Melalui kolaborasi dengan Kementerian Agama Kabupaten Probolinggo, Rutan Kraksaan terus memperkuat pembinaan spiritual sebagai bekal penting bagi warga binaan selama menjalani masa pidana hingga kembali menjalani kehidupan di tengah masyarakat.
Kepala Rutan Kraksaan Galih Setiyo Nugroho mengatakan pembinaan spiritual memiliki peran strategis dalam proses pemasyarakatan. Menurutnya, perubahan perilaku seseorang tidak cukup hanya melalui pembinaan fisik maupun keterampilan, tetapi juga harus dibarengi dengan penguatan nilai-nilai keagamaan.
"Pengajian ini menjadi bagian dari komitmen kami dalam membangun lingkungan Rutan yang religius dan penuh nilai-nilai kebaikan. Kami berharap melalui sinergi bersama Kementerian Agama, baik pegawai maupun warga binaan semakin termotivasi untuk memperbaiki diri, meningkatkan kualitas ibadah serta mengamalkan nilai-nilai agama dalam kehidupan sehari-hari," katanya.
Galih menegaskan kegiatan keagamaan rutin juga menjadi sarana membangun suasana pembinaan yang lebih humanis. Tidak hanya warga binaan, seluruh pegawai turut mendapatkan penguatan spiritual sehingga tercipta lingkungan kerja yang harmonis, penuh integritas dan menjunjung tinggi nilai-nilai moral.
Dalam kesempatan tersebut, tausiyah disampaikan oleh Ustadz Rusdi yang mengangkat pentingnya memperbaiki hubungan dengan Allah SWT melalui peningkatan ibadah, akhlak mulia dan kesungguhan dalam bertaubat.
Di hadapan para jamaah, ia mengingatkan bahwa setiap manusia memiliki kesempatan yang sama untuk berubah menjadi pribadi yang lebih baik, tanpa memandang masa lalu yang pernah dijalani.
"Tidak ada kata terlambat untuk menjadi pribadi yang lebih baik. Setiap manusia memiliki kesempatan yang sama untuk bertaubat, memperbaiki akhlak dan mendekatkan diri kepada Allah SWT," tuturnya.
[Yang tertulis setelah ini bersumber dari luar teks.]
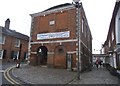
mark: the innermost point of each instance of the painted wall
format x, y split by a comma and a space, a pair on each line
117, 25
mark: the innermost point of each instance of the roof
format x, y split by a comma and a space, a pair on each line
13, 33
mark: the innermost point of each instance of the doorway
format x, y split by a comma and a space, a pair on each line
69, 60
42, 55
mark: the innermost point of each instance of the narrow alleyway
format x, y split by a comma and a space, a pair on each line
96, 76
44, 75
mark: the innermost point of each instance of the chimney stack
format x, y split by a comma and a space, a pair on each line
7, 23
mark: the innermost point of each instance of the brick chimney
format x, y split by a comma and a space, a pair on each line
7, 23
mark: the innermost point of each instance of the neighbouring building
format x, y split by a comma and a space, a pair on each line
112, 44
54, 39
12, 44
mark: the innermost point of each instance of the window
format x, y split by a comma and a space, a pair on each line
17, 43
1, 54
51, 22
109, 43
2, 39
15, 54
82, 25
112, 35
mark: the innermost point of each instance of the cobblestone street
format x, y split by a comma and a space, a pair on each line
44, 75
97, 76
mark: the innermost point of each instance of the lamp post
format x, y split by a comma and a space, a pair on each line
77, 5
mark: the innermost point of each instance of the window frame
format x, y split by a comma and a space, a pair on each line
1, 56
17, 42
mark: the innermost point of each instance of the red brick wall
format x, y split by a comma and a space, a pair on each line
9, 46
64, 21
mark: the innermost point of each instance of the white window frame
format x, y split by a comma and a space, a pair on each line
82, 25
112, 35
3, 41
17, 42
1, 56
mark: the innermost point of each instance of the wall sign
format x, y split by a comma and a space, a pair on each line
64, 34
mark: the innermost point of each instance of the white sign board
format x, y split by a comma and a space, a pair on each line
64, 34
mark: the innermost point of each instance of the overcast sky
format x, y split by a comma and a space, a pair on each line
98, 13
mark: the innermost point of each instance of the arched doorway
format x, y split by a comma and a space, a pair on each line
60, 57
42, 55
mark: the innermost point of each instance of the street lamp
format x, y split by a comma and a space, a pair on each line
77, 5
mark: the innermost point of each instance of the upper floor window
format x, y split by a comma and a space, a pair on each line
17, 42
109, 43
1, 54
52, 22
2, 39
82, 25
112, 35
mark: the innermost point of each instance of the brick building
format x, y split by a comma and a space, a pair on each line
112, 44
12, 44
54, 39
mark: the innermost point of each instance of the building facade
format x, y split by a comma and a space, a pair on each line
12, 44
112, 43
54, 39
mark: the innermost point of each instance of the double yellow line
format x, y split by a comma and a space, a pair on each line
9, 78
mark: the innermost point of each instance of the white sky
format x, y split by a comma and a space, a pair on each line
98, 13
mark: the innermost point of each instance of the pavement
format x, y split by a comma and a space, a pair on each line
44, 75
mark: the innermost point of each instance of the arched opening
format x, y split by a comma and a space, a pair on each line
60, 57
42, 55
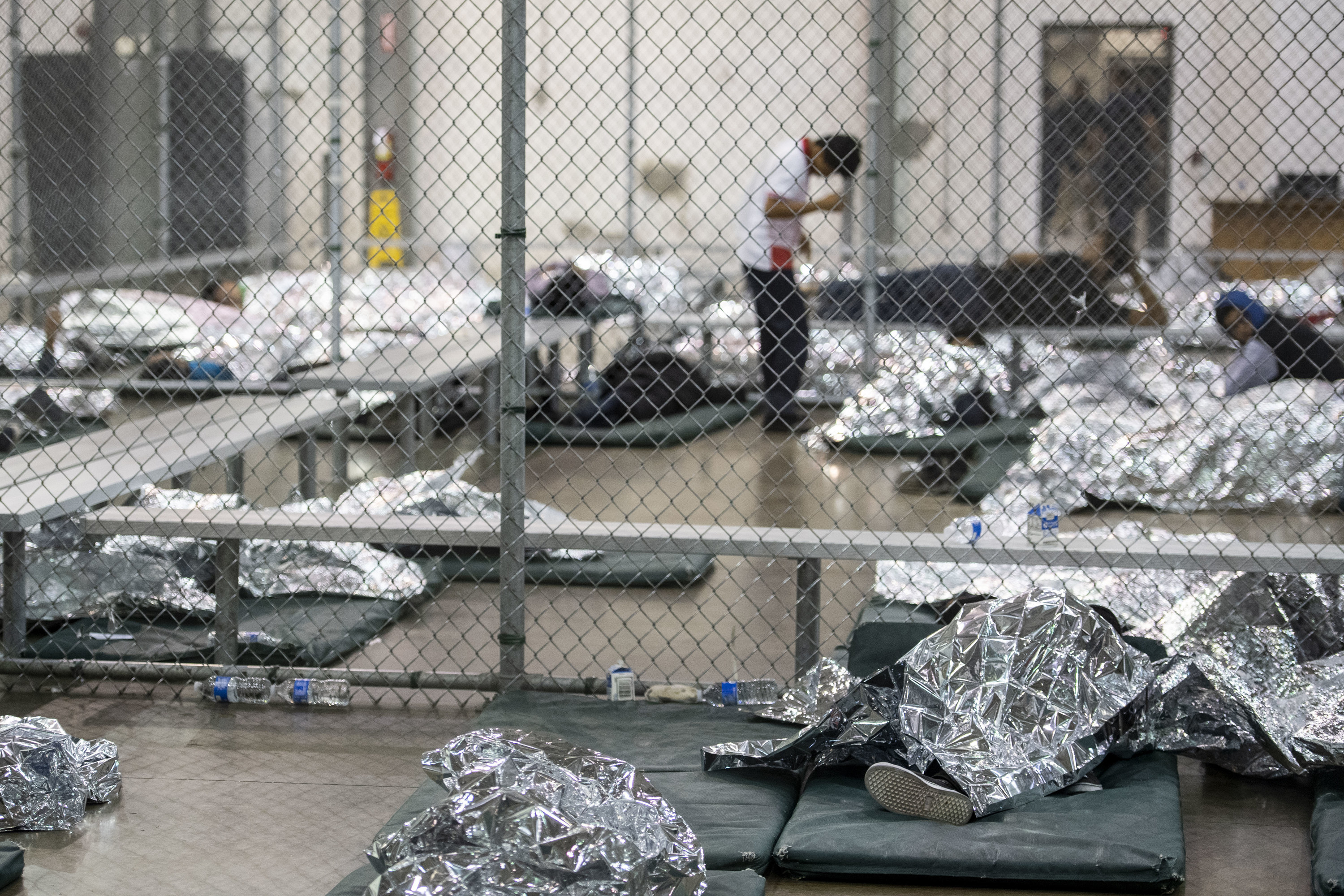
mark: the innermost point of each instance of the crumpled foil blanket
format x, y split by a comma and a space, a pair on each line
1140, 598
917, 381
538, 816
1150, 432
47, 777
1015, 699
812, 698
441, 493
1257, 680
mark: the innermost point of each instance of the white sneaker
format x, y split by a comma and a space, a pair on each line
900, 790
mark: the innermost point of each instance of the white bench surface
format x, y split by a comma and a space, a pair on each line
740, 540
65, 477
433, 362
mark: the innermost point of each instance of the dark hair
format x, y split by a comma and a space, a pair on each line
842, 154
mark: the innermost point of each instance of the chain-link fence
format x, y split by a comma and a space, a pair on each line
449, 349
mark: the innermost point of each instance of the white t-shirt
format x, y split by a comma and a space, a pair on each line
768, 244
1254, 365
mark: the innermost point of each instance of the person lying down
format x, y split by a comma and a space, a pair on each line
1273, 347
1017, 699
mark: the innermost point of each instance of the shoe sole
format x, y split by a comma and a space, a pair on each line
905, 793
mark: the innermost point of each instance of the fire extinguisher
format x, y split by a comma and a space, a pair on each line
385, 154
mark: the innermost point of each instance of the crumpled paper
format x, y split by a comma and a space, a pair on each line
1015, 699
1147, 429
538, 816
47, 777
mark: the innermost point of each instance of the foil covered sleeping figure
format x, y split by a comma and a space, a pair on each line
534, 814
1015, 699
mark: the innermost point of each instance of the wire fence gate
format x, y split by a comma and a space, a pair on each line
449, 349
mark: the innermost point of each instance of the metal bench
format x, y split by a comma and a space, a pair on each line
808, 547
60, 480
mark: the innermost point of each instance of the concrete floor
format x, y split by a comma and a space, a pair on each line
242, 800
272, 800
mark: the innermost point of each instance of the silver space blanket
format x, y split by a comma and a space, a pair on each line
1257, 681
1015, 699
47, 777
1147, 428
538, 816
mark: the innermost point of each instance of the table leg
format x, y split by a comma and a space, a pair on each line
226, 601
807, 617
15, 610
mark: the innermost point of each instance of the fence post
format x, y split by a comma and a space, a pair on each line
335, 205
234, 474
226, 602
513, 354
15, 617
807, 617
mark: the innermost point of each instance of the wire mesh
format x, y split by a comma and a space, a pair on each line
449, 349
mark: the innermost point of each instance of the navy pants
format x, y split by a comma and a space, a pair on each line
783, 315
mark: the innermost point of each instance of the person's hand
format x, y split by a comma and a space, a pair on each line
830, 203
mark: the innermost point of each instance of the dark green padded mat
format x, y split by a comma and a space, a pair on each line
314, 633
11, 863
1328, 835
956, 440
676, 429
736, 818
1125, 837
616, 570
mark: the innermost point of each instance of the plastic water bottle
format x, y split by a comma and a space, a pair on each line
315, 692
971, 528
756, 692
1043, 523
234, 689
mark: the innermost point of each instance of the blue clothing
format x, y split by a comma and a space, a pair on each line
1250, 310
209, 371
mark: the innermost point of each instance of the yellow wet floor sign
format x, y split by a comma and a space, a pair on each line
385, 229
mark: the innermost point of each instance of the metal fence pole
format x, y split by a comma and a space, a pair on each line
807, 617
513, 357
18, 148
15, 616
335, 206
226, 601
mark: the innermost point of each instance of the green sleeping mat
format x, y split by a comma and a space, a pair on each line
615, 570
736, 818
1328, 835
11, 864
1125, 837
678, 429
956, 440
314, 632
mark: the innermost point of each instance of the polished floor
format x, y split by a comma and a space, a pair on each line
241, 801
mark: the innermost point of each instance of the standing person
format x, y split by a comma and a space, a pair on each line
1129, 124
772, 236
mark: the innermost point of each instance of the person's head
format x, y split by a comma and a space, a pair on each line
835, 155
1240, 315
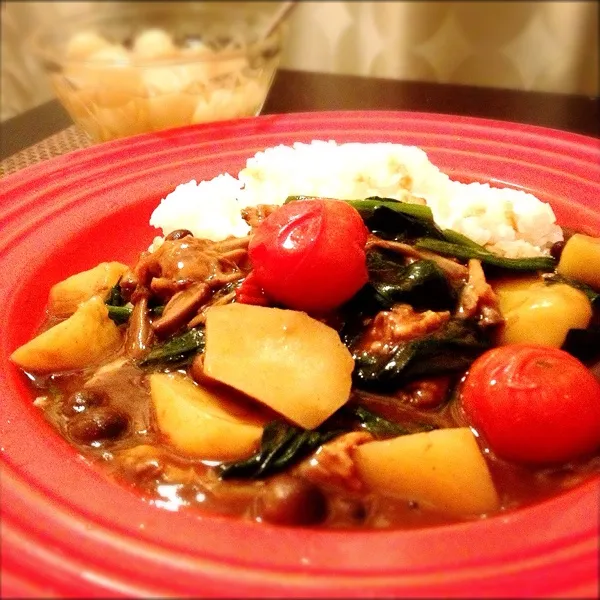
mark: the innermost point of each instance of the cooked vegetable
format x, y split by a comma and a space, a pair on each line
443, 470
421, 283
580, 259
285, 359
469, 249
281, 446
377, 425
368, 206
552, 278
310, 255
202, 422
543, 406
540, 314
66, 296
178, 349
452, 349
85, 338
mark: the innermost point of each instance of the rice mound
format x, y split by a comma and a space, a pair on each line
510, 222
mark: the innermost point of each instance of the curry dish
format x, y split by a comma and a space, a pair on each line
345, 365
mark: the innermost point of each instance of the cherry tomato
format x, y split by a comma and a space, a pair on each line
310, 254
533, 404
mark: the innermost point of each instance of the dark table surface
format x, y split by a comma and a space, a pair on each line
298, 91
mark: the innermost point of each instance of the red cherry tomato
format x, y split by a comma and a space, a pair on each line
310, 254
533, 404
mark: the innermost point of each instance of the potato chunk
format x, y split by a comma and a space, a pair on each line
537, 313
285, 359
202, 422
67, 295
580, 259
82, 340
442, 469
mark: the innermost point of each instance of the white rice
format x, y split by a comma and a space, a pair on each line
510, 222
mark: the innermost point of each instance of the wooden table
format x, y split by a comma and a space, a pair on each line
48, 130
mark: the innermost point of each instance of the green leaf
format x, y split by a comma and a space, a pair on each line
422, 284
473, 250
449, 350
177, 349
282, 445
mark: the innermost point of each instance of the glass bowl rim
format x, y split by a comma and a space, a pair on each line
38, 42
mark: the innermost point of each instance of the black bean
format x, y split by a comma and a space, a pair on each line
96, 425
557, 249
81, 401
288, 500
178, 234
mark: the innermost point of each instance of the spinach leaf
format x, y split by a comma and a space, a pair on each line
421, 284
180, 348
468, 249
120, 313
115, 298
389, 224
375, 424
281, 446
389, 218
451, 349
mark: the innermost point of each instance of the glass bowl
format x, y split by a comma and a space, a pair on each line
136, 69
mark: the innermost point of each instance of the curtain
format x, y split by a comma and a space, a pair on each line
544, 46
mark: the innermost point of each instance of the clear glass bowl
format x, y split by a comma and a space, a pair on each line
136, 69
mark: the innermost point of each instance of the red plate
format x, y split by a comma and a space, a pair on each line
69, 531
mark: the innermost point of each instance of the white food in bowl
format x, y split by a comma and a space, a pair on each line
510, 222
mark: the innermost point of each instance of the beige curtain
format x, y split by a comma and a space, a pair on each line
546, 46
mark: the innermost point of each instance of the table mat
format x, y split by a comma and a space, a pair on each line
72, 138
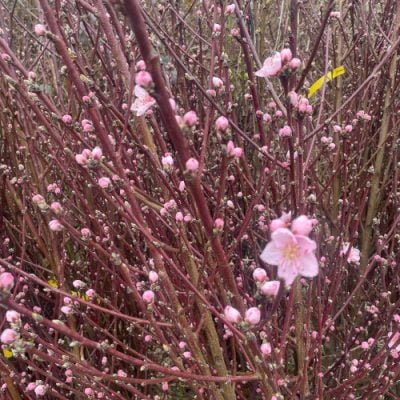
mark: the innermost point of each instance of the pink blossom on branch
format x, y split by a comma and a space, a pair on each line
292, 254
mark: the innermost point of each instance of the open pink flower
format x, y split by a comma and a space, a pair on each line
143, 101
272, 66
293, 254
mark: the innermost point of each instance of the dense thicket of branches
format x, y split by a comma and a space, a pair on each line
91, 236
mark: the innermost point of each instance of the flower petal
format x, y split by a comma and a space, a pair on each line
282, 237
306, 244
308, 265
271, 254
288, 272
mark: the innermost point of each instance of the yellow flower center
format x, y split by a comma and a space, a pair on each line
291, 251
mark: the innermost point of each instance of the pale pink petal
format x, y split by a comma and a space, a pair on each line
308, 265
288, 272
271, 254
282, 237
306, 244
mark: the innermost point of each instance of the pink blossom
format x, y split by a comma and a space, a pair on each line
85, 232
67, 310
78, 284
217, 28
143, 79
252, 316
221, 123
286, 131
179, 216
272, 66
90, 293
40, 390
56, 207
8, 336
294, 98
153, 276
97, 153
6, 281
294, 64
232, 315
293, 254
217, 82
140, 65
394, 340
12, 316
167, 161
104, 182
190, 118
55, 225
143, 101
192, 165
39, 29
230, 9
148, 296
353, 255
302, 225
266, 349
271, 288
286, 55
67, 119
81, 159
259, 275
219, 223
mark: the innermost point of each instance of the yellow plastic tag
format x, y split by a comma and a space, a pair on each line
7, 353
329, 76
53, 283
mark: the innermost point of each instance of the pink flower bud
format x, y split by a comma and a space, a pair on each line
167, 161
153, 276
40, 390
8, 336
40, 30
90, 293
217, 28
81, 159
294, 64
67, 310
286, 131
78, 284
55, 225
302, 225
232, 315
190, 118
219, 223
178, 217
230, 9
148, 296
104, 182
217, 82
221, 123
67, 119
192, 165
97, 153
85, 232
266, 349
286, 55
294, 98
348, 128
270, 288
56, 207
259, 275
12, 316
140, 65
252, 316
143, 79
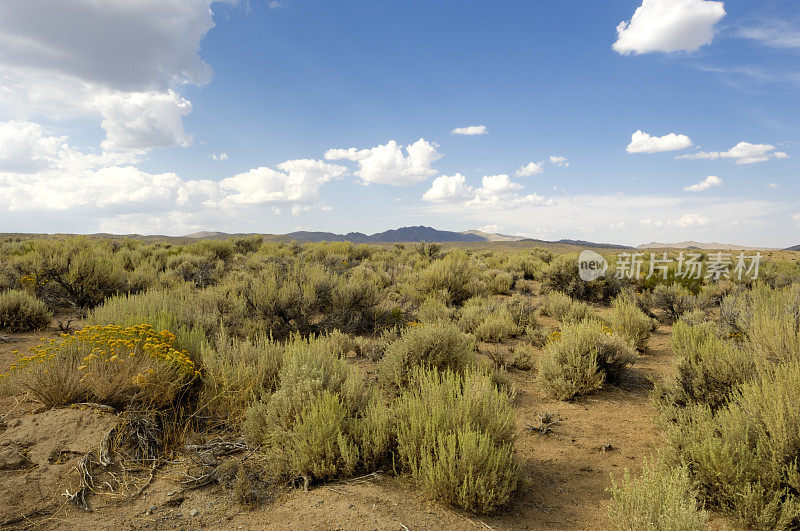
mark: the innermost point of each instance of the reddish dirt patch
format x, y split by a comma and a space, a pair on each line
565, 473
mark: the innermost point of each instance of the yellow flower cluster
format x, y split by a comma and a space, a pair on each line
609, 331
112, 344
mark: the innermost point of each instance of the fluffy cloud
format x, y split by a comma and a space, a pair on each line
691, 220
387, 164
742, 153
705, 184
131, 46
500, 191
25, 147
445, 189
495, 191
641, 142
470, 130
115, 61
669, 26
296, 181
40, 172
531, 168
144, 120
118, 188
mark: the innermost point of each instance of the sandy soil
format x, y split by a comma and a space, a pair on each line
565, 473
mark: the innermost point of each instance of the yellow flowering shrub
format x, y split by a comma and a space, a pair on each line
107, 364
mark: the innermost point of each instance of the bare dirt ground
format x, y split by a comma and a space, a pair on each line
565, 473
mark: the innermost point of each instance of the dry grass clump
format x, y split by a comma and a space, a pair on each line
581, 358
440, 346
630, 322
662, 498
454, 435
109, 365
562, 307
21, 312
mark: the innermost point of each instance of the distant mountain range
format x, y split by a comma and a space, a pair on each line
702, 246
403, 234
422, 233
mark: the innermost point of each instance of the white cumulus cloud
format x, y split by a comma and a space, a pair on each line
669, 26
452, 188
470, 130
112, 61
742, 153
641, 142
26, 147
144, 120
705, 184
388, 164
691, 220
531, 168
293, 181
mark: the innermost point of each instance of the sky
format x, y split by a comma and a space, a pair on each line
625, 121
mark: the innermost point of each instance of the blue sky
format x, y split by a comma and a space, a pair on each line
171, 116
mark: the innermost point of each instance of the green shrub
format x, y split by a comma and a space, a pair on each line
433, 310
524, 357
581, 358
199, 270
562, 274
744, 455
309, 425
453, 275
454, 435
472, 313
560, 306
674, 300
21, 312
76, 272
661, 499
629, 321
772, 322
499, 282
709, 368
235, 373
438, 346
187, 314
523, 311
497, 326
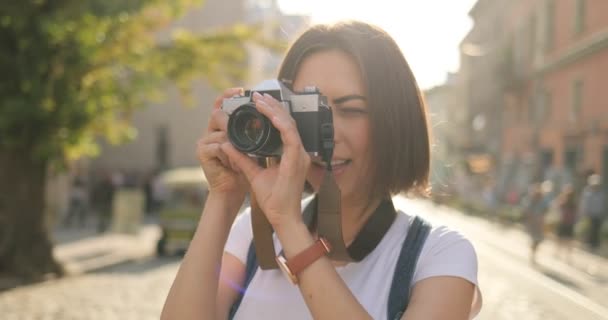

Pesan tersebut disambut antusias oleh para warga binaan yang mengikuti pengajian dengan penuh perhatian. Tausiyah diharapkan mampu memberikan motivasi agar mereka menjadikan masa pembinaan sebagai kesempatan untuk melakukan introspeksi, memperbaiki diri dan mempersiapkan kehidupan yang lebih baik setelah bebas nanti.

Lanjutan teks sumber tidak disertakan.